- Assets include U.K., Norway and Algeria, may fetch $4 billion
- Units may attract buyout firms including Blackstone, Carlyle
French utility company Engie SA is pushing ahead with a plan to sell its exploration unit, offering assets that span Europe to Africa as the company works to reduce its exposure to oil and gas prices, people familiar with the matter said.
The company is planning to sell its upstream operations globally including businesses in the U.K., Norway, Algeria, Egypt, Germany and Asia, the people said, asking not to be named because the deliberations are private. The business could fetch about $4 billion, two of the people said, while others cautioned that the collection of assets is difficult to value in the current environment.
The business could attract interest from other companies in the industry as well as private equity firms including Blackstone Group LP and Carlyle Group LP, the people said. The talks are at an early stage, and no formal sale process has begun, they said.

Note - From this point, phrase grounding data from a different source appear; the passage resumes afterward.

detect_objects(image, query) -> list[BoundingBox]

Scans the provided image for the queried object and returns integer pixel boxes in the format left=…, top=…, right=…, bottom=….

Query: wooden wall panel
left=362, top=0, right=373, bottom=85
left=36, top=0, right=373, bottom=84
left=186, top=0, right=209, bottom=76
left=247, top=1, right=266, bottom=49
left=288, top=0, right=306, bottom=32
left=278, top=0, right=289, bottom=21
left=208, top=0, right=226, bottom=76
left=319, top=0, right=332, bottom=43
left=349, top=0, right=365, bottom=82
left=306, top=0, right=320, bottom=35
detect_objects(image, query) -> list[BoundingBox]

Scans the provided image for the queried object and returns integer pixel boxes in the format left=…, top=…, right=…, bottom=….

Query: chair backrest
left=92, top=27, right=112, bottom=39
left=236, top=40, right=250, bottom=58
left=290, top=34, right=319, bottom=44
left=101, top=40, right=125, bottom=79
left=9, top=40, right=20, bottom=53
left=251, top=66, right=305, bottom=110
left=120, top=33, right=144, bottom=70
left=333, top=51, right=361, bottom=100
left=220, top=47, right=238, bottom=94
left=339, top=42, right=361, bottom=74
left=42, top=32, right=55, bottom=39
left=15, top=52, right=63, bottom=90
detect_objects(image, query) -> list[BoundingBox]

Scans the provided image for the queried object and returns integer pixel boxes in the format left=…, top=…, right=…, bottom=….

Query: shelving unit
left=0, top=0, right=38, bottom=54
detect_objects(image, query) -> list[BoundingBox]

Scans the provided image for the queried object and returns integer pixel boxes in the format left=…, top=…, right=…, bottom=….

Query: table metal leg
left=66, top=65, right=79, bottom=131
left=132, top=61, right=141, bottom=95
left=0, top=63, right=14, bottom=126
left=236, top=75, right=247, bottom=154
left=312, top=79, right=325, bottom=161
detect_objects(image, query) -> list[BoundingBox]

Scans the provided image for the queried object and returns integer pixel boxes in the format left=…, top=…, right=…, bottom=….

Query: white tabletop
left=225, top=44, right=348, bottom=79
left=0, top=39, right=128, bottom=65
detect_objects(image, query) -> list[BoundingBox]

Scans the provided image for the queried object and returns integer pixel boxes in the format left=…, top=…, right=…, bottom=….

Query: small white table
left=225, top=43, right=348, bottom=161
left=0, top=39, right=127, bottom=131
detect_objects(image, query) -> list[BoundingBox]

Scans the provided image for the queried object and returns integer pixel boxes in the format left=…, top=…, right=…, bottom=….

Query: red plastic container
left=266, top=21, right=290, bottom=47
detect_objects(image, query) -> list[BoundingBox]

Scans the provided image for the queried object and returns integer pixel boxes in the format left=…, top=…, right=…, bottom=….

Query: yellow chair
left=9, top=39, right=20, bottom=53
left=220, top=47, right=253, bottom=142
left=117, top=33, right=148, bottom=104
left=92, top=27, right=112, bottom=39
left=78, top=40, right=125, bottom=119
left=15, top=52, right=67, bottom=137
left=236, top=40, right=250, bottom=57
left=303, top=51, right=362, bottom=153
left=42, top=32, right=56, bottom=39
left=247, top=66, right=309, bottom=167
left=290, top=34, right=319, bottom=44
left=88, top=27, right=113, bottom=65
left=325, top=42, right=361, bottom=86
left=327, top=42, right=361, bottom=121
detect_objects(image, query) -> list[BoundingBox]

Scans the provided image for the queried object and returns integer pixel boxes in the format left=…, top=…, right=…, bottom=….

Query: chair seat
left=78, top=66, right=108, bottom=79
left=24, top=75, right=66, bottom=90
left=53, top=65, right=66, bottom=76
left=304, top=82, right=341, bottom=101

Engie shares rose 8 cents to 15 euros in Paris trading at 9:52 a.m. The stock has declined 8.2 percent this year.
Engie said earlier this year that it will offload as much as 15 billion euros ($16.5 billion) in assets and cut 1 billion euros of costs by 2018. That includes a reorganization of the exploration and production business. The former French gas monopoly is working to reduce its exposure to oil, gas and power prices that have been undermined by oversupply and government subsidies of alternative, renewable power.

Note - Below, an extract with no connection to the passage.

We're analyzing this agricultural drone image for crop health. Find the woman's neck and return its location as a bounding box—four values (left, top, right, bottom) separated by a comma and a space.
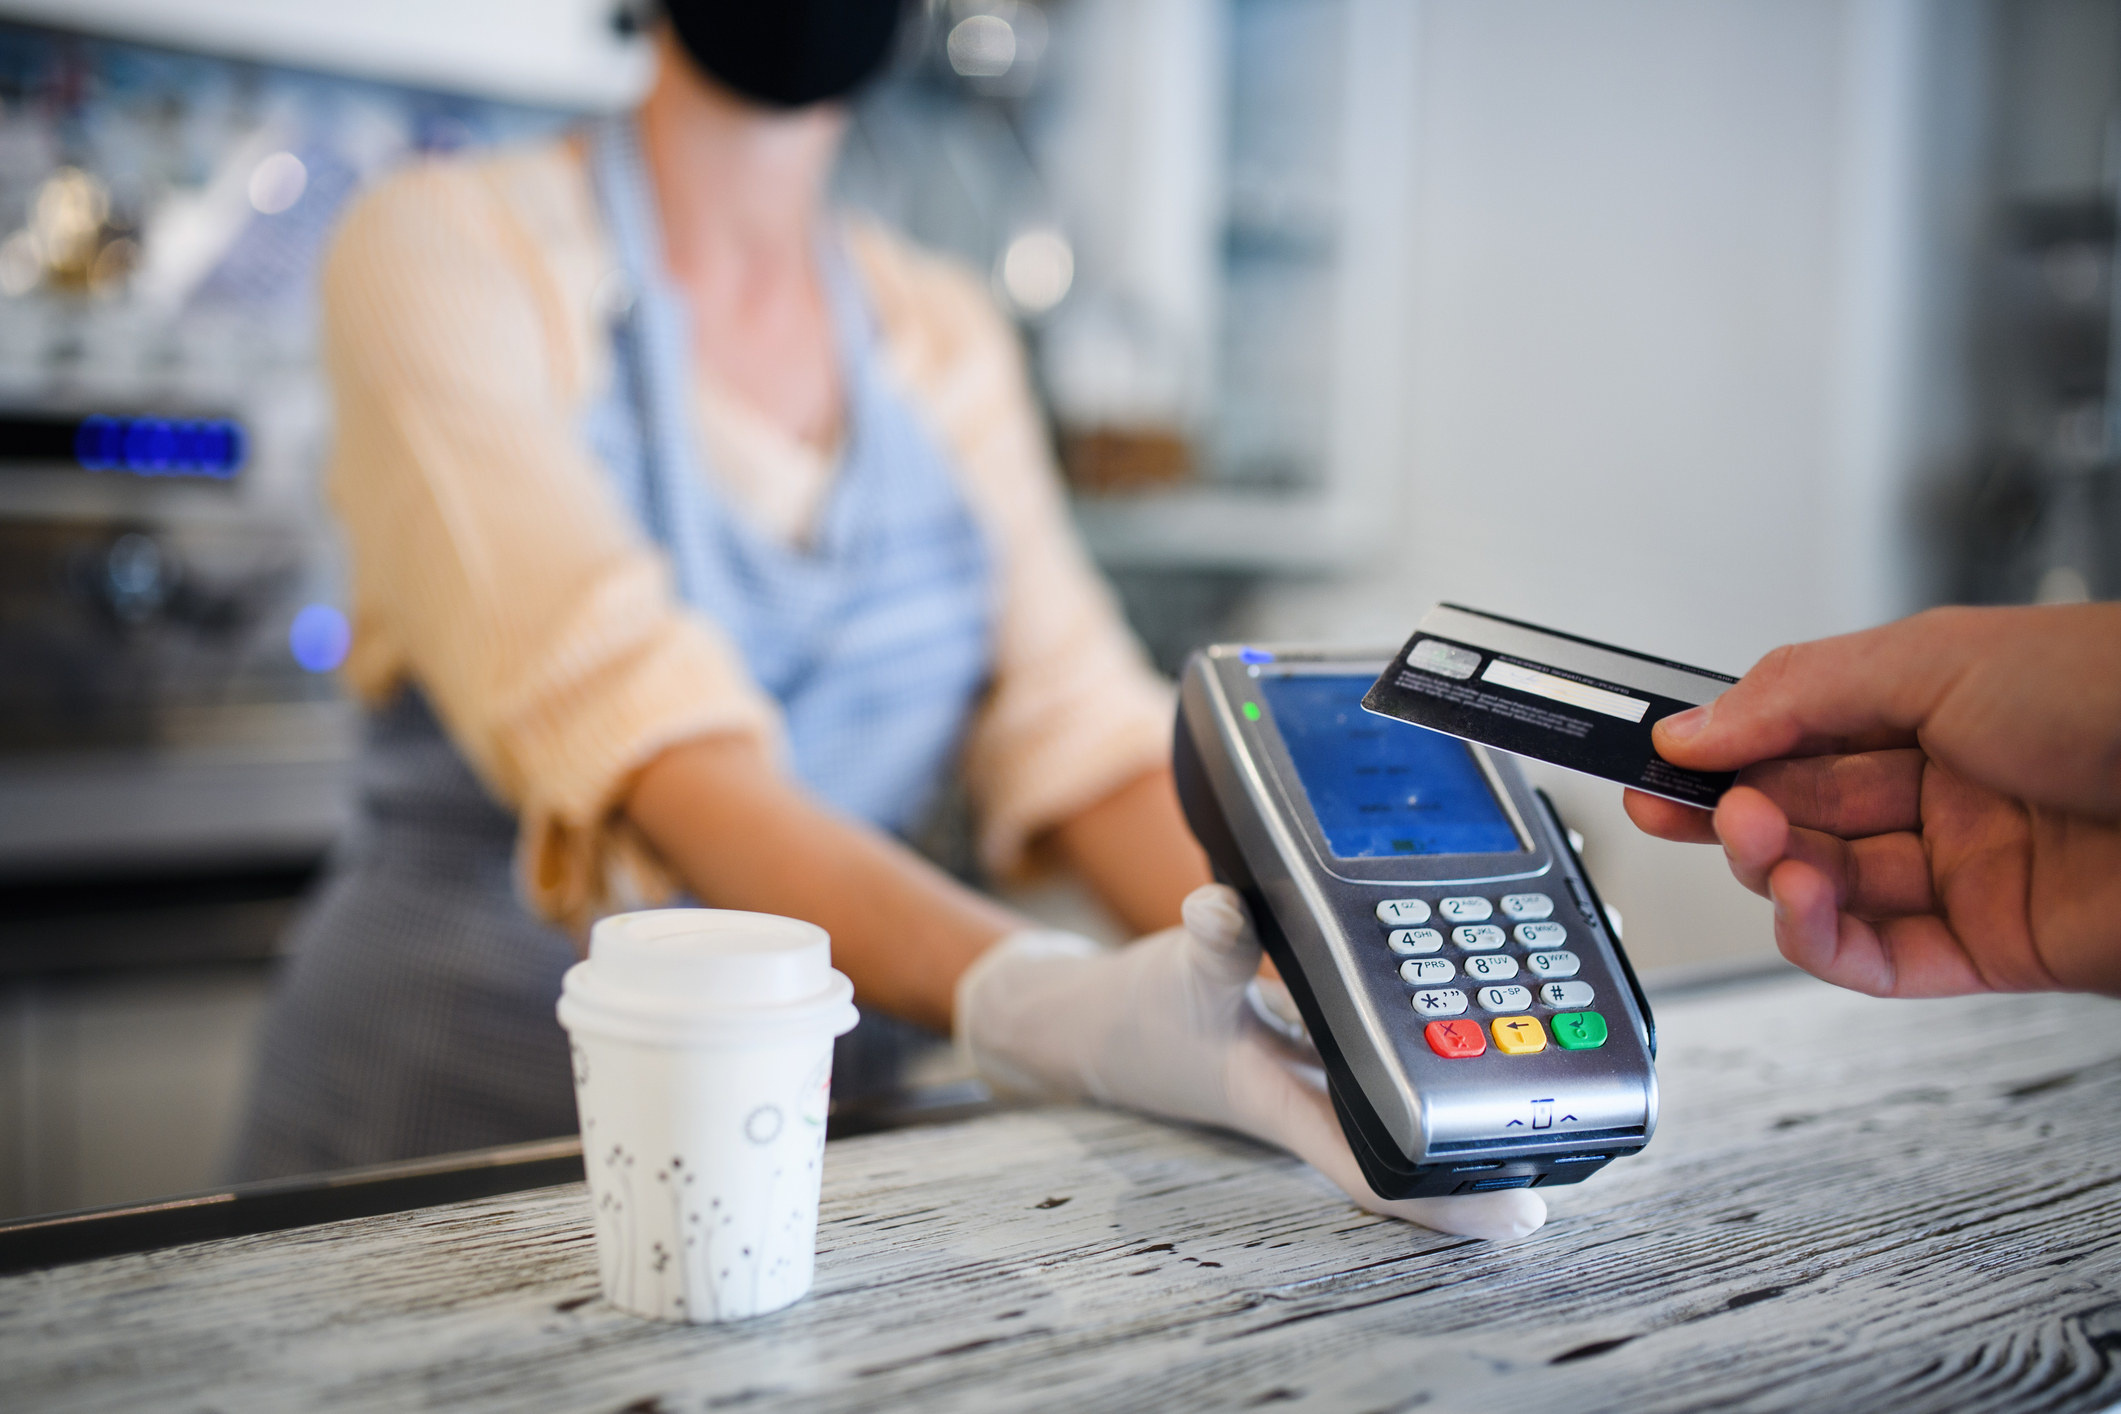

“Clearly when you look at our strategy, it’s no longer at the core,” Chief Executive Officer Isabelle Kocher said at an investor day in June. “We are not in a hurry.”
An Engie spokeswoman said the utility’s three-year plan to move to low-carbon businesses includes reducing its exploration and production portfolio. Representatives for Blackstone and Carlyle declined to comment.
The company sold a 30 percent stake in the exploration and production business to China Investment Corp. for 2.3 billion euros in 2011.